There were three credited writers on the original Zoolander: Drake Sather, John Hamburg, and director and star Ben Stiller. But like so many Hollywood movies, the credited writers aren’t necessarily all the men and women who wrote stuff for the movie. In fact, Anchorman and Step Brothers creator Adam McKay actually worked on Zoolander, contributing some of the most important stuff to the screenplay — along with a joke that was basically too amazing to exist.
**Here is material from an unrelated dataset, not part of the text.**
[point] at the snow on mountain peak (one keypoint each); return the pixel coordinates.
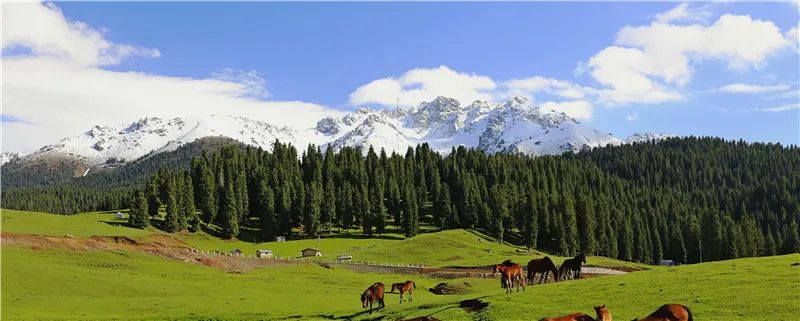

/Film has the story, from an interview with McKay about his superb new film The Big Short. As McKay tells it, he was the one who came up with Zoolander’s second look, “Magnum,” the one he spends the entire movie perfecting (and, in a great gag, turns out to look exactly like his old look, “Blue Steel”). That idea made it from McKay’s draft all the way to the finished product. But McKay originally envisioned a different payoff to the Magnum concept. McKay takes it from here:

In the end, I thought there should be a train coming at him, and there should be a big buildup of music, and he should unveil Magnum. Then, the train should just hit him, and he should die. The movie should end with people going, “Why do you think a look would stop a train?” And he’d say, “But…it’s such a great look.’ That would’ve been the ending of the movie [Laughs].

Not shockingly, producers were less than enamored with the idea of killing off Zoolander; they had plans to turn him into his own franchise — plans that are finally coming true next year with the long-awaited release of Zoolander 2So all in all, it’s good Adam McKay wasn’t allowed to run Derek Zoolander over with a train. But it would have been mighty funny if he had. Zoolander 2 opens on February 12; Adam McKay’s The Big Short debuts on December 11.